Journal Proc Natl Acad Sci U S A

Date 2025 Jan 14

PMID 39808654

Authors

Xiaojing Zhu

Lei Zhang

Linlong Jiang

Huaqing Chen

Yu Tang

Xiaoyun Yang

Pengkun Bao

Chenghong Liao

Jianyong Li

Christopher J Vavricka

Delin Ren

Zhaohui Chen

Yingying Guo

Qian Han

Affiliations

Soon will be listed here.

Abstract

Insect phenoloxidase, presented as an inactive precursor prophenoloxidase (PPO) in hemolymph, catalyzes melanin formation, which is involved in wound healing, pathogen killing, reversible oxygen collection during insect respiration, and cuticle and eggshell formation. Mosquitoes possess 9 to 16 PPO members across different genera, a number that is more than that found in other dipteran insects. However, the reasons for the redundancy of these PPOs and whether they have distinct biochemical properties and physiological functions remain unclear. Phylogenetic analysis confirmed that PPO6 (Aea-PPO6) is an ortholog to PPOs in other insect species, classified as the classical insect type, while other Aea-PPOs are unique to Diptera, herein referred to as the dipteran type here.
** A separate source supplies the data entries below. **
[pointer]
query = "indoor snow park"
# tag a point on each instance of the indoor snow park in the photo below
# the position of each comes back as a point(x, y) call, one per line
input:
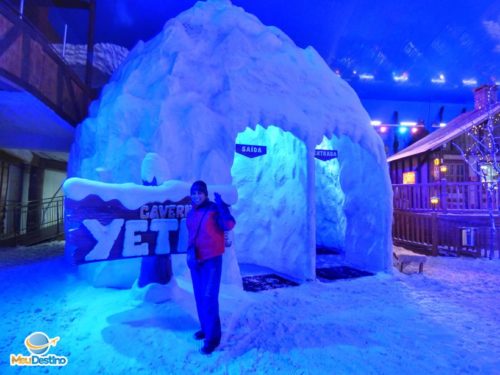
point(249, 187)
We characterized two Aea-PPO members, Aea-PPO6, the classical insect type, and Aea-PPO10, a dipteran type, which exhibit distinct substrate specificities. By resolving Aea-PPO6's crystal structure and creating a chimera protein (Aea-PPO6-cm) with Motif 1 (GDGPDSVVR) from Aea-PPO10, we identified the motif that determines PPO substrate specificity. In vivo, loss of Aea-PPO6 led to larval lethality, while Aea-PPO10 was involved in development, pigmentation, and immunity. Our results enhance the understanding of the functional diversification of mosquito PPOs.

Citing Articles

Innate Immunity in Insects: The Lights and Shadows of Phenoloxidase System Activation.

Zdybicka-Barabas A, Staczek S, Kunat-Budzynska M, Cytrynska M Int J Mol Sci. 2025; 26(3).

PMID: 39941087 PMC: 11818254. DOI: 10.3390/ijms26031320.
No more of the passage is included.